Une semaine après la claque reçue en Ecosse, le XV de France devait absolument s’imposer à domicile contre l’Angleterre, pour espérer remporter le Tournoi des 6 Nations. Et ça n’a pas du tout été simple, puisqu’il a fallu attendre bien au-delà de la sirène finale pour voir cette rencontre se décider, ce qui n’a pas toujours été bien vécu par les joueurs.
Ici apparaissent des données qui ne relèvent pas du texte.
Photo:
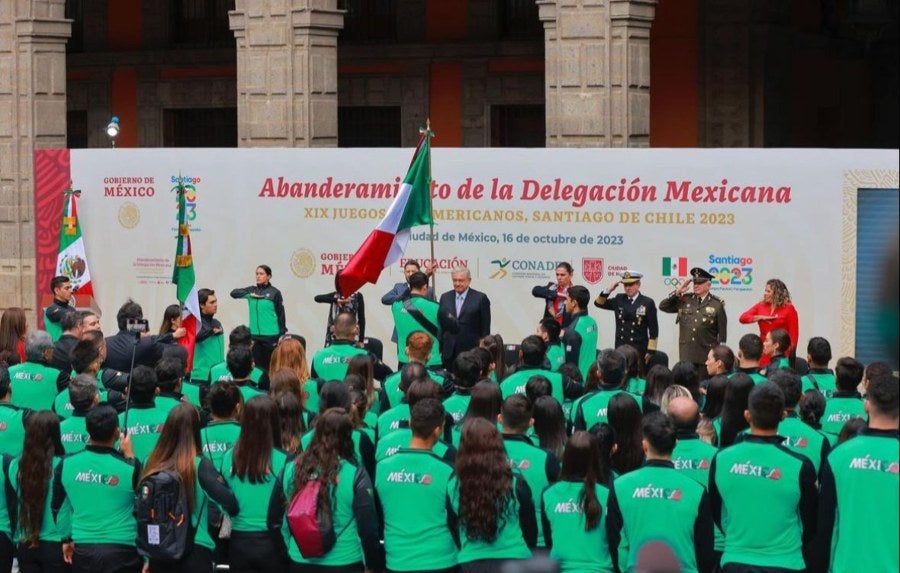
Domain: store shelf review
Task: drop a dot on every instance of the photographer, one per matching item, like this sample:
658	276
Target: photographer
133	339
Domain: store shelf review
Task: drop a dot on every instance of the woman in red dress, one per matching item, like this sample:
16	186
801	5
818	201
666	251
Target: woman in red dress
775	310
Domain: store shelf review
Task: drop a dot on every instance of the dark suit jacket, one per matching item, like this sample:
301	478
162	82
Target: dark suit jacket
474	323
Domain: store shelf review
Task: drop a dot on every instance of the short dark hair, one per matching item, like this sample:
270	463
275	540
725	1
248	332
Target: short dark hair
538	386
611	367
169	371
425	416
128	311
466	369
659	431
750	346
580	295
143	383
239	361
223	397
418	280
83	354
791	386
101	422
70	319
883	393
422	389
819	350
766	405
204	294
848	374
240	336
58	281
516	412
551	327
534	350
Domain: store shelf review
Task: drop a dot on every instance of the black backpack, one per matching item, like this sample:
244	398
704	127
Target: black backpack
165	529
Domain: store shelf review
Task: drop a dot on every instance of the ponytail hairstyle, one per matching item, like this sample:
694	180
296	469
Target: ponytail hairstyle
581	460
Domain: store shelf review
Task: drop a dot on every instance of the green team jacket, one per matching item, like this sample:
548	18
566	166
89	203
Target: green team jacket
252	498
331	362
539	467
514	537
658	503
51	529
778	532
586	327
576	550
266	309
858	518
99	483
411	491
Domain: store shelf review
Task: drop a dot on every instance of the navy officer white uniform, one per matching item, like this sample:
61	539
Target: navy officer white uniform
635	314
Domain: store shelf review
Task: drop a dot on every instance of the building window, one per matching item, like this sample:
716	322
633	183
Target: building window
518	20
76	129
200	23
211	127
368	21
369	126
75	12
518	126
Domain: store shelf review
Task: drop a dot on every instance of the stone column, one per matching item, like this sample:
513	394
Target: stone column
33	38
597	72
287	72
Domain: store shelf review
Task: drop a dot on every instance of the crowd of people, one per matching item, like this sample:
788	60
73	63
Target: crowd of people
465	457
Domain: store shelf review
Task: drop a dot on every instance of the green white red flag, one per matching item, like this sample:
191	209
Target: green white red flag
183	277
387	243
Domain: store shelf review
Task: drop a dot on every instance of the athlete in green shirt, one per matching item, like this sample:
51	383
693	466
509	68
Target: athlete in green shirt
858	520
574	510
659	503
763	494
99	483
539	467
411	492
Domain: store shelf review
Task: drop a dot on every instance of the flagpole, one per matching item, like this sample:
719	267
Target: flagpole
430	203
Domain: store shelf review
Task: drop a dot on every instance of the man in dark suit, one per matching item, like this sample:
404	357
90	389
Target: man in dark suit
472	310
636	322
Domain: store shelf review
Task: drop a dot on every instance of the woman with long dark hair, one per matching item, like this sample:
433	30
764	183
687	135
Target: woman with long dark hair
549	425
251	469
13	327
179	449
737	392
493	504
493	343
625	417
710	415
577	539
266	320
40	536
345	497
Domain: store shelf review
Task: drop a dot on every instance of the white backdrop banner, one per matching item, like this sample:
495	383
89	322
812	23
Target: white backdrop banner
509	215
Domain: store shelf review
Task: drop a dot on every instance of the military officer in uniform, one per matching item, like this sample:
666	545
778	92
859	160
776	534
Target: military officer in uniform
636	323
701	319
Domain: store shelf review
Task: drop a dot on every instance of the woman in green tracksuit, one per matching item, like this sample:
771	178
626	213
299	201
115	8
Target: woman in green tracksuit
574	508
492	504
251	469
347	496
40	537
179	449
266	315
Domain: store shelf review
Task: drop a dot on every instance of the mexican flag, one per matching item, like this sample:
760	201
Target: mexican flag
386	244
183	277
71	260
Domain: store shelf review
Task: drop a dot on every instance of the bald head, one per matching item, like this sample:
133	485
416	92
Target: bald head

Il ne faut jamais galvauder un titre. Le public français semblait presque blasé lorsque Antoine Dupont a soulevé le trophée du 6 Nations, pour la deuxième fois en deux ans. Tout le monde ne jurait que par le Grand Chelem, mais le XV de France a tout de même dû aller se chercher ce nouveau titre, qui est seulement le troisième depuis le début de l’ère Fabien Galthié en 2020.
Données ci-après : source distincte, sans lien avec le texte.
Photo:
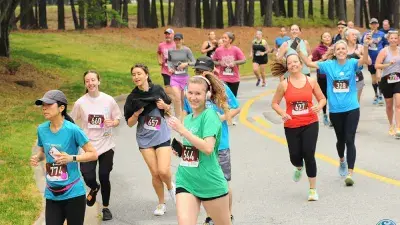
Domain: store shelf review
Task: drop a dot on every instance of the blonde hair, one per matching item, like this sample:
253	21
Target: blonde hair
218	95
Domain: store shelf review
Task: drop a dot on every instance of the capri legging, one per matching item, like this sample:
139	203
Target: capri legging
302	142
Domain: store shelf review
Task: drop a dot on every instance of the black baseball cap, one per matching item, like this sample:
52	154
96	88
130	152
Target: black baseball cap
204	63
51	97
178	36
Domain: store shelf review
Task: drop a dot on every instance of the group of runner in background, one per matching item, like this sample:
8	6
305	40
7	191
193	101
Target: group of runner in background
200	109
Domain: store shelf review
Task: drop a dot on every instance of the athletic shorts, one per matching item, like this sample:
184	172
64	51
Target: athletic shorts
183	190
167	79
389	89
371	69
179	81
164	144
224	158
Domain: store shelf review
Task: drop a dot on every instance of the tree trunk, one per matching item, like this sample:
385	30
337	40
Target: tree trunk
268	14
282	8
322	8
220	14
26	12
300	9
162	13
169	12
250	16
116	5
179	17
310	9
357	11
198	13
74	17
239	12
81	12
331	9
213	16
206	14
153	16
396	14
290	8
42	15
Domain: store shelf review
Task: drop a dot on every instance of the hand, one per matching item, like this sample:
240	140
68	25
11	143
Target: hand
286	117
161	104
63	158
109	123
137	113
316	108
34	160
176	125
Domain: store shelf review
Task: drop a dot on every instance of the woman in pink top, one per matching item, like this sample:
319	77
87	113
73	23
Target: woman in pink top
227	58
98	114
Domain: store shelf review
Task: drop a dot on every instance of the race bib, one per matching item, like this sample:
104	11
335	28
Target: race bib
393	78
56	172
228	71
341	86
152	122
95	121
300	108
190	156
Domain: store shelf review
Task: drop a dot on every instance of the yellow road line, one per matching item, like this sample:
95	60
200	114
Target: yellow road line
243	119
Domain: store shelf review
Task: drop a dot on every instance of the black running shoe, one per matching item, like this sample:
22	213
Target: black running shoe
91	198
107	214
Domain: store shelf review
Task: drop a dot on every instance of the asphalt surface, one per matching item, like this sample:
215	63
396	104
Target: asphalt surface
263	190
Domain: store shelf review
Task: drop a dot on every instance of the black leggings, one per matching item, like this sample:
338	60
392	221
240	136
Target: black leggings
323	85
72	209
88	170
345	125
234	87
302	142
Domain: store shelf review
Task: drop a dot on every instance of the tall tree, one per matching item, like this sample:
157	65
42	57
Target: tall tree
7	8
310	9
153	15
27	20
179	14
231	16
239	12
282	8
213	14
331	9
220	14
300	9
250	14
74	17
116	5
162	13
42	14
290	8
268	14
206	14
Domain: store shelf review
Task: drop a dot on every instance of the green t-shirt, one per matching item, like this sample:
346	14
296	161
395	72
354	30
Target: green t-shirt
207	179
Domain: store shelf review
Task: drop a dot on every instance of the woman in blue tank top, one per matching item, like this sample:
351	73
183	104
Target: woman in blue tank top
344	110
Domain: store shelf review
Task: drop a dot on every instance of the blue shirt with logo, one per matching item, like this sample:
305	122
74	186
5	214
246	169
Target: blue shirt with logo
233	104
341	99
68	139
379	41
280	40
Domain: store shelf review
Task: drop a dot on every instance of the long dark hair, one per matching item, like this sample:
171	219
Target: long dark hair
144	68
64	112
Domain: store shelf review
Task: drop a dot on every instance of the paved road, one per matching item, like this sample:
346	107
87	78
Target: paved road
263	190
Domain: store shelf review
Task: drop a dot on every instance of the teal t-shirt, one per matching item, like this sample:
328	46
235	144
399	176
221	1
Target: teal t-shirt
68	139
207	179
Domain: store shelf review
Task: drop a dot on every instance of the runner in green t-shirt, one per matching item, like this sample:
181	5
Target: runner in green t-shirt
199	178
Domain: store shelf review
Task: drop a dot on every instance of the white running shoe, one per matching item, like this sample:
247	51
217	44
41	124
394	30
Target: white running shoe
160	210
172	192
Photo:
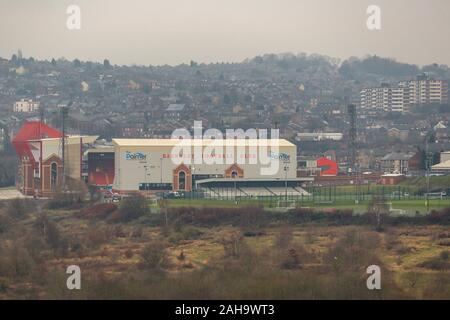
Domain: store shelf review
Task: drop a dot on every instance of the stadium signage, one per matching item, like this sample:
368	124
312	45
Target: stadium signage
280	156
135	156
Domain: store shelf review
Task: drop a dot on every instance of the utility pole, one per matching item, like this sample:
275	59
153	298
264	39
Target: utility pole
286	168
427	167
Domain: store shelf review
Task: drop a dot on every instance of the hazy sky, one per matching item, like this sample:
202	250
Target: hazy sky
176	31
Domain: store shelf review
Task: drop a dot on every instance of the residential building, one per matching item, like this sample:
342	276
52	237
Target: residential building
26	106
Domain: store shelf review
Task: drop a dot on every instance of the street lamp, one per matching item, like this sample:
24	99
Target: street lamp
145	178
160	170
193	186
286	168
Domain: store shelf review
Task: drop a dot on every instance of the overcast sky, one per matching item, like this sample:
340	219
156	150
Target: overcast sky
176	31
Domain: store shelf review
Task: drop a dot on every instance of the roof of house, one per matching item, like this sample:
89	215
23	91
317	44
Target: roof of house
397	156
202	142
175	107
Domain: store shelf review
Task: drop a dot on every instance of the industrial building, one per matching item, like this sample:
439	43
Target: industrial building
254	167
153	164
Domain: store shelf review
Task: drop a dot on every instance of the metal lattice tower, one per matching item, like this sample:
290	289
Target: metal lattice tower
351	109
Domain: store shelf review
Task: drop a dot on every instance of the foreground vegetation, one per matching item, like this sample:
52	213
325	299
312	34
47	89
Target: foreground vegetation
219	253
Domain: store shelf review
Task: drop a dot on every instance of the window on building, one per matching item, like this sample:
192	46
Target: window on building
54	175
182	180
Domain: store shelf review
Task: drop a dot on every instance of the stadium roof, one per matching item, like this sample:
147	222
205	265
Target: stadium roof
202	142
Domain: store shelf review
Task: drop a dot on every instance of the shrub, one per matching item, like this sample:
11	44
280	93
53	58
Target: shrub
97	211
154	255
66	200
18	208
132	208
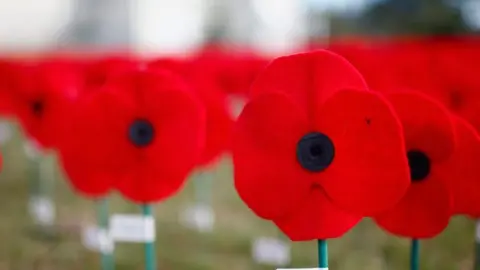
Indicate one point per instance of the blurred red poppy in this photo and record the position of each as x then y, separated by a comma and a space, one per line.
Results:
455, 80
426, 208
218, 118
40, 96
142, 134
464, 170
313, 156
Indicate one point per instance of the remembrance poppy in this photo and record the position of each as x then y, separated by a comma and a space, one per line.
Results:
464, 170
142, 134
455, 81
308, 152
426, 208
41, 95
218, 119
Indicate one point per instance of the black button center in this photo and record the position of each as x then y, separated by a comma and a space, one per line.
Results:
315, 152
419, 164
141, 132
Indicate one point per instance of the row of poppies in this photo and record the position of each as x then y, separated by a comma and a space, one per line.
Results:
315, 149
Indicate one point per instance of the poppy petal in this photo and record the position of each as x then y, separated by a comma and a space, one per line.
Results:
159, 169
427, 125
463, 170
369, 172
424, 212
317, 218
308, 78
267, 175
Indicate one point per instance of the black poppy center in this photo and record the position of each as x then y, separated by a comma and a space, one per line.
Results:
141, 133
315, 151
419, 164
37, 107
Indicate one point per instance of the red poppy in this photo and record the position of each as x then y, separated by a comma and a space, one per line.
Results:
426, 208
40, 95
142, 134
218, 118
304, 145
454, 80
464, 170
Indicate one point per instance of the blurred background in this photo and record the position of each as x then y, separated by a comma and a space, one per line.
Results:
178, 27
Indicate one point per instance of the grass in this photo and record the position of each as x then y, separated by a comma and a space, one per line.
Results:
178, 248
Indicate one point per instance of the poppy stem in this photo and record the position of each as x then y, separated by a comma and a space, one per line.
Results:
415, 255
150, 260
102, 221
477, 245
322, 254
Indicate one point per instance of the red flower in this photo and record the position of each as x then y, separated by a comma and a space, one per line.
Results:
308, 152
464, 170
426, 208
454, 81
218, 118
40, 95
142, 134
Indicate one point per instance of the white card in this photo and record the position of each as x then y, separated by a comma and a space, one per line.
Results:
5, 132
132, 228
42, 210
199, 217
271, 251
97, 239
477, 231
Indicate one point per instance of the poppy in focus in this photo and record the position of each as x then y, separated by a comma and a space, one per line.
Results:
426, 208
313, 155
142, 135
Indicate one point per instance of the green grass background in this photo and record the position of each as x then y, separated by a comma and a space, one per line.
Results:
178, 248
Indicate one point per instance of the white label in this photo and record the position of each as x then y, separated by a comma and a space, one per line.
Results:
5, 132
132, 228
42, 210
32, 149
477, 231
199, 217
97, 239
271, 251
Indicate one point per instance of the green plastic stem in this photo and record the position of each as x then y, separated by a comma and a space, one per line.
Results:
322, 254
102, 221
415, 255
150, 260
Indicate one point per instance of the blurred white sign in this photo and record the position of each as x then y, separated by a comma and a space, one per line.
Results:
199, 217
271, 251
132, 228
97, 239
42, 210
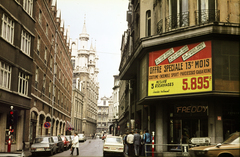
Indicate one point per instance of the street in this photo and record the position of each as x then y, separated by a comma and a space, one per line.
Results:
88, 148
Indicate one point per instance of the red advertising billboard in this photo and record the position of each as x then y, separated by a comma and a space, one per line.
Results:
179, 70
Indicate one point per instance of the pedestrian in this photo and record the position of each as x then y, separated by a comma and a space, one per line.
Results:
125, 143
136, 142
141, 148
147, 140
130, 144
75, 144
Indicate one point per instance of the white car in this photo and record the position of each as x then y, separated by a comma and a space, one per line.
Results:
81, 137
113, 145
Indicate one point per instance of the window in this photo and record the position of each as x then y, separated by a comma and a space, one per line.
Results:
49, 89
148, 23
25, 42
51, 63
44, 83
38, 45
23, 83
47, 29
40, 17
28, 6
178, 14
5, 75
36, 77
45, 55
7, 29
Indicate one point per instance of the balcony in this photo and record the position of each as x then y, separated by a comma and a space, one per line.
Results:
206, 16
178, 21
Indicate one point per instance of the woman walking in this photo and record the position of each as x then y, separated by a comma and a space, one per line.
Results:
75, 144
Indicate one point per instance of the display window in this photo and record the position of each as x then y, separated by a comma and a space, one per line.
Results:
186, 122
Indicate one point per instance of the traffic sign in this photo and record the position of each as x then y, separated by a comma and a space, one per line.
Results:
47, 125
« Ce n’était pas très rigolo »

Et c’est même le tout premier pour Charles Ollivon, qui était blessé en 2022 et en 2025 ! Sorti quelques minutes avant la pénalité de la gagne de Thomas Ramos, le deuxième ou troisième-ligne n’a pas forcément vécu le meilleur moment de sa carrière sur le bord du terrain « Ce n’était pas très rigolo. Je venais de sortir une minute avant. On venait de prendre le dernier essai anglais et je me disais que c’était mal embarqué. Forcément, il y a plein de choses qui se passent dans la tête, ça vient, ça part, ça revient, ça repart » a-t-il confié dans un entretien accordé au Figaro.
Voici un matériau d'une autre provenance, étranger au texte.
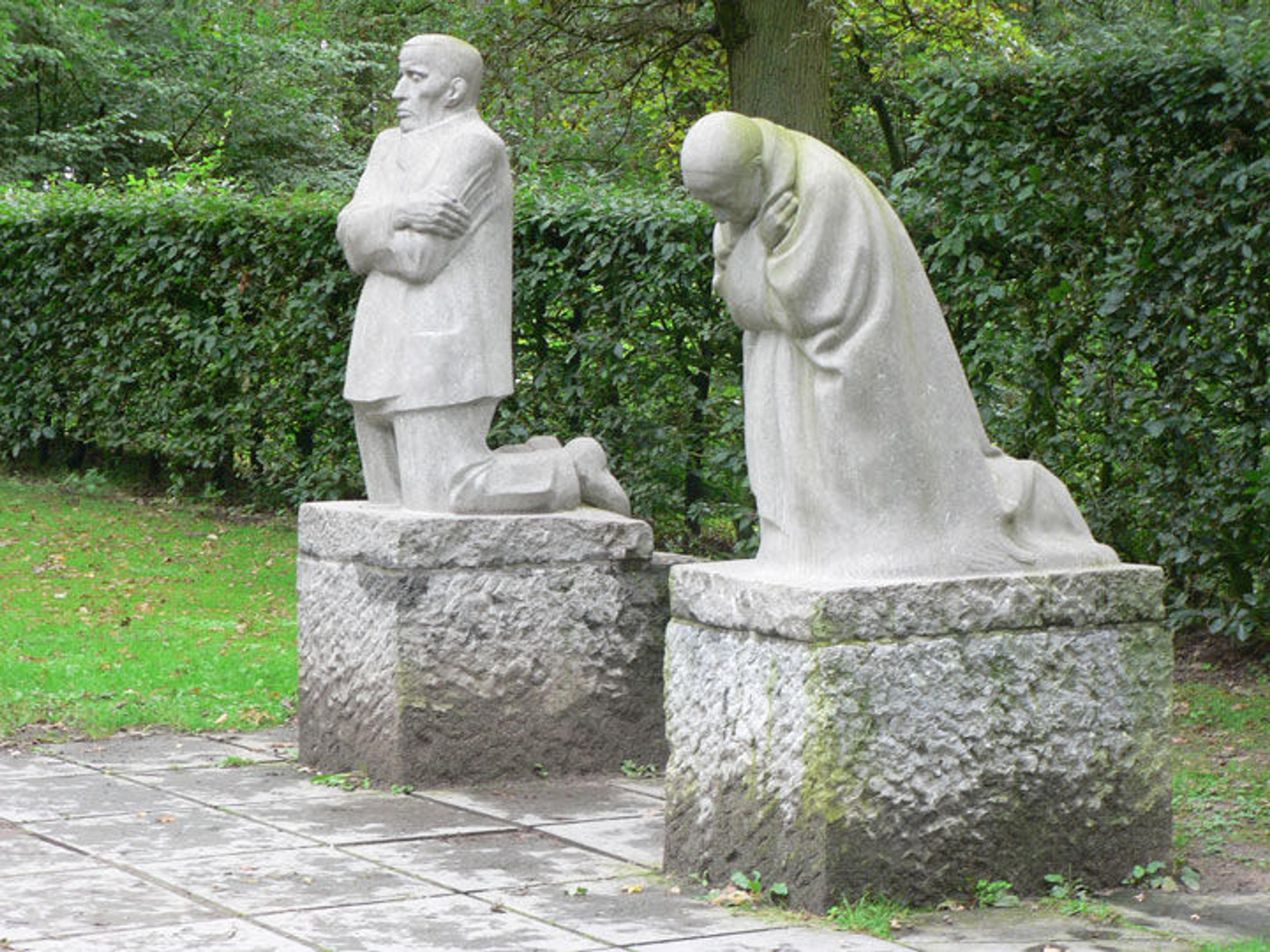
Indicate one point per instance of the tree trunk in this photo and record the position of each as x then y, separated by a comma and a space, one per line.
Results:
779, 60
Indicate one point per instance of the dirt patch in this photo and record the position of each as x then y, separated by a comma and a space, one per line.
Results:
1201, 658
1235, 875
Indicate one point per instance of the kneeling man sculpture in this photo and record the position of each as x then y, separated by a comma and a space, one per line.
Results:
865, 450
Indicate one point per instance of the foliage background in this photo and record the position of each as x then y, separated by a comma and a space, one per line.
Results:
1098, 224
1087, 182
200, 337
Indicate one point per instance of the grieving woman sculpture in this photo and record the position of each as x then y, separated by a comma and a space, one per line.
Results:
865, 450
431, 229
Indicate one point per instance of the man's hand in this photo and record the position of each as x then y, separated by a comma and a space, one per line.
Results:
434, 214
778, 220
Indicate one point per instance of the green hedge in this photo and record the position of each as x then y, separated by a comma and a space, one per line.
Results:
1099, 226
1096, 225
204, 336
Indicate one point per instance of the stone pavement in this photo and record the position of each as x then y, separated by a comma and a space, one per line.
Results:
167, 842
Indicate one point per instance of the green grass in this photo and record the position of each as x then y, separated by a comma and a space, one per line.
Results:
1222, 771
122, 612
874, 916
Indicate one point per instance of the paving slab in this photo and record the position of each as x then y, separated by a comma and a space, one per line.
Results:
17, 765
545, 801
547, 865
147, 752
648, 787
261, 784
287, 880
443, 925
496, 861
78, 902
187, 832
790, 940
624, 911
32, 799
215, 936
23, 853
360, 817
635, 840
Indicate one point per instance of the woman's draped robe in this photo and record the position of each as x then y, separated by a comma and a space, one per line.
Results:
865, 450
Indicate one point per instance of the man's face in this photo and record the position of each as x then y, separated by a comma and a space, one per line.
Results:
423, 93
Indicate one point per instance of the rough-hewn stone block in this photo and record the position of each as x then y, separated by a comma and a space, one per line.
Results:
447, 648
910, 739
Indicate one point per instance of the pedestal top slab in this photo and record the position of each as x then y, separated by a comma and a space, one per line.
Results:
401, 539
738, 596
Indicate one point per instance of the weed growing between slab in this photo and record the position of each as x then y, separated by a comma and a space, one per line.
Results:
875, 916
124, 614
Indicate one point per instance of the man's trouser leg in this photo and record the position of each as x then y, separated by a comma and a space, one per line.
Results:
376, 445
435, 446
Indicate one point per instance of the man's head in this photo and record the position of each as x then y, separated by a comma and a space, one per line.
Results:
440, 75
723, 166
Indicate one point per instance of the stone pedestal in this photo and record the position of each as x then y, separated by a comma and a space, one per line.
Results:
909, 739
455, 649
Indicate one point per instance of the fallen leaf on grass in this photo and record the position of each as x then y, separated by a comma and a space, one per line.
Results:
733, 896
« Ça m’est arrivé si souvent de me demander pourquoi je me suis blessé, pourquoi je n’ai pas pu participer… »

« C’était un moment particulier, très dur à vivre jusqu’à cette dernière pénalité. Le destin a fait que c’était pour nous. Mais, au final, on oubliera tout. On se rappellera simplement qu’on a gagné ce titre. Ce doublé, ce n’est que du bonheur » a poursuivi Charles Ollivon. « Ça m’est arrivé si souvent de me demander pourquoi ci, pourquoi ça, pourquoi je me suis blessé, pourquoi je n’ai pas pu participer, pourquoi ça m’arrive à moi, qu’est-ce que j’avais fait pour mériter ça… Là, je n’avais qu’une envie, c’était de profiter avec mon fils sur le terrain. Ce sont des moments rares et je me dis qu’au final, c’est mon parcours, et que je n’y changerais rien, pour rien au monde ».